Exemple 1 : coupure de presse, 1961. Le musicien de gauche tient un harmonica basse. Archives personnelles de Robert Bertinelli.
Qualifié de musicien hors-pair par les étudiants qui l’ont interrogé à son domicile montbrisonnais, Jean Chavaren est un amoureux de l’harmonica chromatique, à la fois modeste et conscient de ses talents, éprouvant un grand plaisir à jouer.
Exemple 2 : Jean Chavaren à son domicile à Montbrison, 2012, cliché de Mélanie Dessaivre.
Né en 1927 à La Chamba (42440), point de passage obligé entre les régions Rhône-Alpes et Auvergne, Jean Chavaren a gardé de ce canton de Noirétable un accent presque chantant et un goût pour les bals qu’il fréquente dès sa prime jeunesse. Son jeu est d’ailleurs marqué par la danse. Il rêve très jeune de jouer de l’accordéon comme ses idoles, Jean Ségurel et Édouard Duleu. Son père refuse, l’accordéon étant selon lui trop lié « à la bringue ».
Ayant reçu son premier harmonica de la part d’un de ses oncles, Jean Chavaren commence à pratiquer à l’âge de sept ans. Il se familiarise avec l’instrument en essayant de rejouer les mélodies qu’il entend dans son village ou au transistor. À treize ans, alors qu’il suit une formation en usinage à l’École Nationale de Thiers (63), un camarade harmoniciste lui apprend le seul morceau « classique » de son répertoire : le thème issu de la troisième des Études opus 10 de Frédéric Chopin, plus connu sous le titre apocryphe de Tristesse, sous lequel il a été popularisé. Jean Chavaren se souvient combien sa mère aimait lui entendre jouer cet air. Cette dernière lui offre ce qui sera son unique méthode d’harmonica. L’éducation musicale de Jean Chavaren se poursuit dans les bals. Il raconte que pendant la Seconde Guerre Mondiale, les jeunes gens de son village se rassemblaient de temps en temps autour d’un accordéoniste, malgré le couvre-feu. Des hommes qui se cachaient pour éviter le travail obligatoire en Allemagne, venaient parfois passer quelques heures en leur compagnie, « à une époque où il n’y avait pas beaucoup de réjouissances », pour reprendre les termes de J. Chavaren. Il apprend dans ces bals clandestins une bourrée très répandue dans la région : Garçons de la montagne.

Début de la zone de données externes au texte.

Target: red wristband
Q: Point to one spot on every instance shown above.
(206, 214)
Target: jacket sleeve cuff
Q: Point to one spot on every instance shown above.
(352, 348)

À la Libération, âgé de 17 ans, il entre dans une usine à Courpière près de Thiers et restera ouvrier une vingtaine d’années dans le Puy-de-Dôme. Tous les week-ends, il rejoint sa famille et participe à l’animation des repas en dansant et jouant de l’harmonica. Le soir, il retrouve ses amis autour d’un verre d’alcool et n’hésite pas à apporter son instrument. Pendant cette période de sa vie, il passe une semaine chaque année à vendanger vers Roanne (42) et joue lors des soirées festives – de 20 heures à minuit, « alors qu’on se levait à 6 heures le lendemain… on était jeune ! ». Il s’installe ensuite à son compte comme artisan-carrossier. Le temps que lui demande alors son atelier ne lui permet plus, à son grand désarroi, d’aller danser et par conséquent de jouer, tant la fréquentation du bal est intimement liée à sa pratique instrumentale. En effet, Jean Chavaren puise non seulement l’essentiel de son répertoire dans les pièces entendues au bal mais aussi, il ne dissocie pas jeu et danse, alors même qu’il ne joue pas forcément pour faire danser. Depuis qu’il est à la retraite, il se rend à nouveau au bal – plus exactement au thé dansant – tous les quinze jours, accompagné de son épouse. « S’il ne dansait pas, il serait malheureux », plaisante cette dernière. S’il en a l’opportunité, il monte sur scène renforcer l’orchestre ou remplacer l’accordéoniste lors de ses pauses. Jean Chavaren ne manque aucune occasion de jouer ; il anime parfois les maisons de retraite ou les veillées patois organisées par le Centre Social de Montbrison (42600). D’après son épouse, ses interprétations y rencontrent un vif succès, comme en témoignent les articles du journal local.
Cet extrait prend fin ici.